CONGRESS WAS READY to pass a vague, rhetoric-filled bill that could have potentially destroyed the Internet as we know it. People protested. Major sites blacked out. Politicians did unprecedented 180s. It was all rather amazing.
Except that while the US was busy freaking out (and with good reason) over SOPA and PIPA, an international trade agreement that’s been in the works for years was finalized behind closed doors and, as of yesterday, passed by the European Commission.
So what is ACTA?
ACTA is an international trade agreement currently being negotiated by the European Union, the United States, Japan, Canada, South Korea, Australia as well as a few other countries, whose aim is to enforce copyright and tackle counterfeited goods (hence its acronym: Anti-Counterfeiting Trade Agreement). ~StopACTA.info
This video does a great job of simplifying yet another convoluted agenda:
Like SOPA, this agreement is not without its critics. Much of the discontent is not only due to the content of ACTA, but also to the fact that it has been intentionally kept secret from the public. According to Forbes, Kader Arif, the European Parliament’s rapporteur for ACTA, actually resigned for this reason. Arif stated:
“I condemn the whole process which led to the signature of this agreement: no consultation of the civil society, lack of transparency since the beginning of negotiations, repeated delays of the signature of the text without any explanation given, reject of Parliament’s recommendations as given in several resolutions of our assembly.”

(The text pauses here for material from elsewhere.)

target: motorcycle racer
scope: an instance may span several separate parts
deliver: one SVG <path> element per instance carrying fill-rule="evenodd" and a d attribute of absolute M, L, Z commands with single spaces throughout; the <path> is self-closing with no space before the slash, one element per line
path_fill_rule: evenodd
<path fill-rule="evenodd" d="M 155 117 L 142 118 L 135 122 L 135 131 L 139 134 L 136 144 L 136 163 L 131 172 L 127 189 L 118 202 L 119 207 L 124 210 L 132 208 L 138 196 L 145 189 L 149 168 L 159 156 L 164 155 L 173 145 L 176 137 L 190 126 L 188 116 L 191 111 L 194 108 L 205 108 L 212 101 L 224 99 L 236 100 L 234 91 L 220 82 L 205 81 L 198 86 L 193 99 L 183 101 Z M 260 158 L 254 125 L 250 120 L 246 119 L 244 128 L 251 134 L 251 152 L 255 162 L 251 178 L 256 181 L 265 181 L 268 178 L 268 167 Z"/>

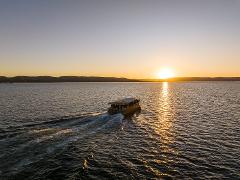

The outcry has been particularly great in Poland, which has seen thousands of protestors fill the streets this week. Members of the Polish parliament even held Guy Fawkes masks to their faces during an assembly in protest of ACTA.
Same bullshit, different package, and this time it’s international – and it’s passing. The entertainment industry is desperately trying to save its antiquated business model by lobbying governments to control the Internet, rather than facing facts: it’s time for an entire new game plan, because the Internet changed everything.